Le style gabber a quasiment disparu, et pourtant il fut en vogue dans certains milieux radicaux dans les années 1990-2000.
Développé en Angleterre pour passer inaperçu dans les stades de foot, le look casual est devenu iconique : Adidas samba, Google Jacket CP Company, Bob, Lyle & Scott, Ellesse, Napapijri, North Face...
Le look « white summer » de l'alt-right américaine est souvent porté en dérision ou par humour par les patriotes européens. La veste hawaïenne en est l'élément phare.
Hipster de droite ? Difficile à qualifier, une nouvelle tendance vestimentaire est apparue dans les années 2010 : mi-rocker, mi-skater, mi-hipster. Barbe fournie, New Balance, parka Pivert, tatouages soignés... Le mouvement italien Casapound y est sans doute pour beaucoup.

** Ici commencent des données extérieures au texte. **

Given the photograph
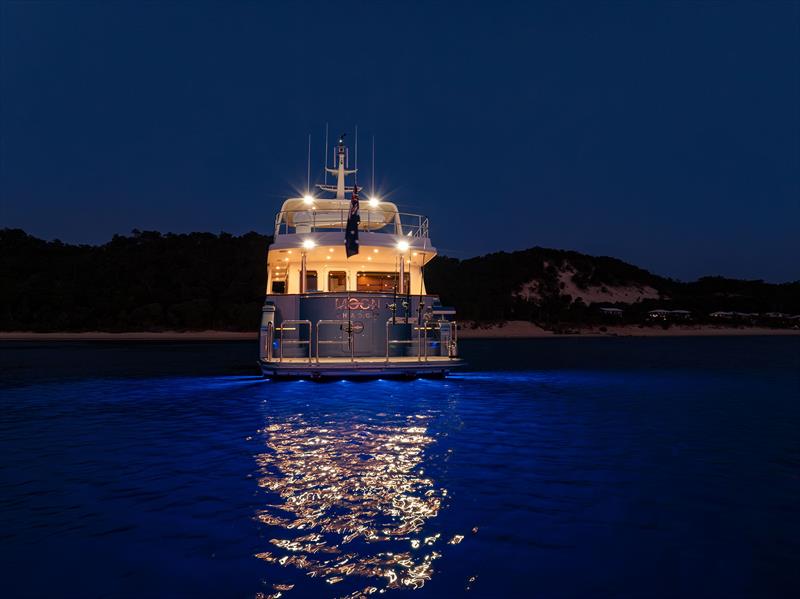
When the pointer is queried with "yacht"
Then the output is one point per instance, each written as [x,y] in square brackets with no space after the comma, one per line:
[346,291]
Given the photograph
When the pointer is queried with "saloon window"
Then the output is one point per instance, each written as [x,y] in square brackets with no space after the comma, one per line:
[337,281]
[378,281]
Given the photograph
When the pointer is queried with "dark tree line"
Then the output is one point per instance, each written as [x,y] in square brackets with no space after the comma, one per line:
[153,281]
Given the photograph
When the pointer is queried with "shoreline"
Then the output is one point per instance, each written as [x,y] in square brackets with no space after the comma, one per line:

Le Dandy : quelles que soient les époques on le reconnaît à sa mise soignée : costume sur-mesure, pochette en soie, coiffure travaillée... toujours en recherche d'élégance. Julien Rochedy incarne assez bien le dandy de droite contemporain.
La veste autrichienne : un basique de droite ? Trachtenjacke : la veste traditionnelle des Alpes (Tyrol, Bavière...) a su résister aux ravages de la mondialisation. Aujourd'hui, elle semble être devenue un véritable dress code dans certains colloques conservateurs.
Côté féminin, la mode de droite se caractérise sans doute par une certaine élégance et une féminité assumée. Un style un peu BCGB ou vintage, les filles de droite semblent apprécier les friperies, et réassortissent des belles pièces d’avant avec des accessoires d’aujourd’hui.
Le retour du Marcel, des bretelles et du béret : ces pièces iconiques sont remises au goût du jour par l'Atelier Missor ou les cuisiniers de Gueuleton.